Quoi de neuf chez le médecin pour enrayer la chute de cheveux ?

Chutes de cheveux, alopécie : quels nouveaux traitements efficaces chez le médecin ?

Chez madame comme chez monsieur, l’alopécie, ça se traite ! Et même plutôt bien aujourd’hui ! Le point sur tous les protocoles à la pointe. 

On perd tous nos cheveux chaque jour, mais quand on les retrouve partout, sur ses mains, sur l’oreiller, dans la baignoire, voire jusque sur le bout de sa langue …, il faut réagir. Et vite !

L’ALOPECIE CHEZ LA FEMME

Si la chute de cheveux est temporaire 

Les pros parlent d’ « effluvium saisonnier », un évènement sans gravité qui survient à l’automne, parfois aussi au printemps. Il est causé par les variations hormonales et le changement de lumière. Le stress, la fatigue, la prise de médicaments ou une mauvaise alimentation, peuvent aussi en être la cause. Dans ce cas, une cure de compléments alimentaires capillaires est recommandée pendant 3 mois pour renforcer la fibre.

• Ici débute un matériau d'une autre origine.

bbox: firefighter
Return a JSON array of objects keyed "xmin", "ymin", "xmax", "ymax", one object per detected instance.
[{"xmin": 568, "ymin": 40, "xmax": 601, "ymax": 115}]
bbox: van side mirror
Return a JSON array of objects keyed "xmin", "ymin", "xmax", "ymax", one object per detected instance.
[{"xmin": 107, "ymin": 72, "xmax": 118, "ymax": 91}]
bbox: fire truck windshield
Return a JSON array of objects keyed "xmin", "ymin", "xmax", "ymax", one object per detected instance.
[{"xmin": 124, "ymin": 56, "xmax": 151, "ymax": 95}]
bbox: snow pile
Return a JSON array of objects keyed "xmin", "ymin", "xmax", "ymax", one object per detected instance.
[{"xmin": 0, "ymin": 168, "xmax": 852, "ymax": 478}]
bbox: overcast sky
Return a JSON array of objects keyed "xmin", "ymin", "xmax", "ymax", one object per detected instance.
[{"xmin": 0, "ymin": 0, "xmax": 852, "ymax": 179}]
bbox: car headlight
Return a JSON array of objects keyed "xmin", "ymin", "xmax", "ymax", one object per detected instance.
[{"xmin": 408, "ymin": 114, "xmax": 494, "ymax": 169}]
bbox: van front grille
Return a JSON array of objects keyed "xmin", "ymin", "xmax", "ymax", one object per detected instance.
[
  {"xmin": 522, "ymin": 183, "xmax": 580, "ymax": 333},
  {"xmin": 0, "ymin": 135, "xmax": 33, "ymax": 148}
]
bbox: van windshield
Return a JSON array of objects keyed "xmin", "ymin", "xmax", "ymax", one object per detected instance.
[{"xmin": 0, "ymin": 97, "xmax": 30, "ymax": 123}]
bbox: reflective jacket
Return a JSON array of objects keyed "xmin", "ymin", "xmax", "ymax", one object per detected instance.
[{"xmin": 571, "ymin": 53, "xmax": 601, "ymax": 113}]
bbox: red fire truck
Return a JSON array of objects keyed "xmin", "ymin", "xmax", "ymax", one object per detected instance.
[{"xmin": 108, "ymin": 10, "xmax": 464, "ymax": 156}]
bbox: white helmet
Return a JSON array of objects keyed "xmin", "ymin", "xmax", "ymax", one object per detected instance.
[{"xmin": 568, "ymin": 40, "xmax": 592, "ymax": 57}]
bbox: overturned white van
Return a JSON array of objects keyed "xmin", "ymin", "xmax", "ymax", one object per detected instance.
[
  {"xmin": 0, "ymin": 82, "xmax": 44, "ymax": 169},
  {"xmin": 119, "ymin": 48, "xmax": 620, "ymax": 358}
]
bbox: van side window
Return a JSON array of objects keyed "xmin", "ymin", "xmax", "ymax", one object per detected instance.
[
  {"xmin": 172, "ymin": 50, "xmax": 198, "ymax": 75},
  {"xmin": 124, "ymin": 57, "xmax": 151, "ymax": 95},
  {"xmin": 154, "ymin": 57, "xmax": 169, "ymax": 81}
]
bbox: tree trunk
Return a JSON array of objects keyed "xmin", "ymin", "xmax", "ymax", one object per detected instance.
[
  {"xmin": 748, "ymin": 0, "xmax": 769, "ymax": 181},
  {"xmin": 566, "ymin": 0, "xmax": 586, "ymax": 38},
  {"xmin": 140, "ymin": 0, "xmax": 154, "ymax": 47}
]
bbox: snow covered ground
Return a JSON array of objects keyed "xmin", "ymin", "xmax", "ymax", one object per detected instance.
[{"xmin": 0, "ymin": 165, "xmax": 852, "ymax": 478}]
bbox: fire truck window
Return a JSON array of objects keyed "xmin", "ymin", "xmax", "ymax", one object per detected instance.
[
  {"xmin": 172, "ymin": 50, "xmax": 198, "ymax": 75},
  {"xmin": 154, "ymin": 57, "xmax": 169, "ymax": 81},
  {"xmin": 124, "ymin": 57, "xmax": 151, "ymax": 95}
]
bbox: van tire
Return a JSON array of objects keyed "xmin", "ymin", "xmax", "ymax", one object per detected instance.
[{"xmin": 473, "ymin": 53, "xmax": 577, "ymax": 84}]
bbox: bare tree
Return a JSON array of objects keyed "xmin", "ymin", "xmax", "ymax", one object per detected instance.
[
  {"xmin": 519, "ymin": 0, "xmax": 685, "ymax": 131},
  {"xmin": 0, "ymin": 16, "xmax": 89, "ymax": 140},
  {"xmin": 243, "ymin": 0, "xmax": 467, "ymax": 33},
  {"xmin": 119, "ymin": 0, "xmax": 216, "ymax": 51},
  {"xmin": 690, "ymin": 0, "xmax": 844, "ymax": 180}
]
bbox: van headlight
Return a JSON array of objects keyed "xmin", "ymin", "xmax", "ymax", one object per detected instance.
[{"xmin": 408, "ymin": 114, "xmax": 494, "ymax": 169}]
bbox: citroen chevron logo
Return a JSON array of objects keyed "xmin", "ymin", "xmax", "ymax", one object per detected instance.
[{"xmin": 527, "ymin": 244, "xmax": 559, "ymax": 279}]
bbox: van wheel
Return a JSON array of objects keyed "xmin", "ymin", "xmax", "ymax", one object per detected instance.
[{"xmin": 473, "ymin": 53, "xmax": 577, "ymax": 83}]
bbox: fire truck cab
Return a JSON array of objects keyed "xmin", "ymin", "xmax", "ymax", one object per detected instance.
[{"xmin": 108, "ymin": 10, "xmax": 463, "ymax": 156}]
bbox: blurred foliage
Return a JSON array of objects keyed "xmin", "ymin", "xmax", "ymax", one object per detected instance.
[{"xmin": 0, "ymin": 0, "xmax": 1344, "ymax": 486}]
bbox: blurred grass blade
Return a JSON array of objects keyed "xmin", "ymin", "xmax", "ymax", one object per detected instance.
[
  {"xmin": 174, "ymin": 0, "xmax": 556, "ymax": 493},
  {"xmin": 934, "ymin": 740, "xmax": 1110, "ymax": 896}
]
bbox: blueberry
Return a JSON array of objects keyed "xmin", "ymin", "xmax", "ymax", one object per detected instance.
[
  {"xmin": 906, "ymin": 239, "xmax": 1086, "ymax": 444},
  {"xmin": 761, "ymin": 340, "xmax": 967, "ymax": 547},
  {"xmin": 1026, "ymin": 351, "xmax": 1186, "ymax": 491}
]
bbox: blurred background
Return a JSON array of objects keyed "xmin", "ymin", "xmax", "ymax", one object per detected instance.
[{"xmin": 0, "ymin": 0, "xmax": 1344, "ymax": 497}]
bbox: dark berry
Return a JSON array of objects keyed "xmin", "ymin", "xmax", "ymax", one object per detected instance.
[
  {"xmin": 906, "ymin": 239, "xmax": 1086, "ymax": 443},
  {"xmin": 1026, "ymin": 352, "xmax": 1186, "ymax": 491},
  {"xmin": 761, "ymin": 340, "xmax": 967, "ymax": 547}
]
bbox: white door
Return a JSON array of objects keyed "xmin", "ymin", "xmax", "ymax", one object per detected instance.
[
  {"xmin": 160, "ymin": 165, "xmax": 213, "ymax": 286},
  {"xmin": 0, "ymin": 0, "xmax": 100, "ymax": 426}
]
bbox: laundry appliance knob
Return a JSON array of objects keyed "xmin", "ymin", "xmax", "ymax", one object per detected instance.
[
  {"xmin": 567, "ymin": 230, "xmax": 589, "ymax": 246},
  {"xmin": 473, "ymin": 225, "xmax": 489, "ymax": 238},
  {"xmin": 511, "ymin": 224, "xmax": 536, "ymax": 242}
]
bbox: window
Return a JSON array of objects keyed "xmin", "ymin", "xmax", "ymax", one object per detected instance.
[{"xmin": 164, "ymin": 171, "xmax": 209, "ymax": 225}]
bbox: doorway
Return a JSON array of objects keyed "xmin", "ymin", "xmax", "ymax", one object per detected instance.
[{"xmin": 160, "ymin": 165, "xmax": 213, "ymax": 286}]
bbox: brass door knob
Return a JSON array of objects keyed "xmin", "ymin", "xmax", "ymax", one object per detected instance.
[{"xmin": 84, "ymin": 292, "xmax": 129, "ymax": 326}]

Si ce n’est pas suffisant, vous pouvez booster cela avec des séances de mésothérapie, pour un apport de nutriments (NCTF 135 de Filorga, Hair Care de Vivacy) directement au cœur du scalp. L’injection au pistolet est totalement indolore (en revanche à l’aiguille, on déguste). La séance dure une dizaine de minutes à peine, ensuite le cuir chevelu est placé sous LED (lumière froide qui répare la peau lésée). 4 à 6 séances espacées de 15 à 21 jours sont préconisées (autour de 100 € l’une).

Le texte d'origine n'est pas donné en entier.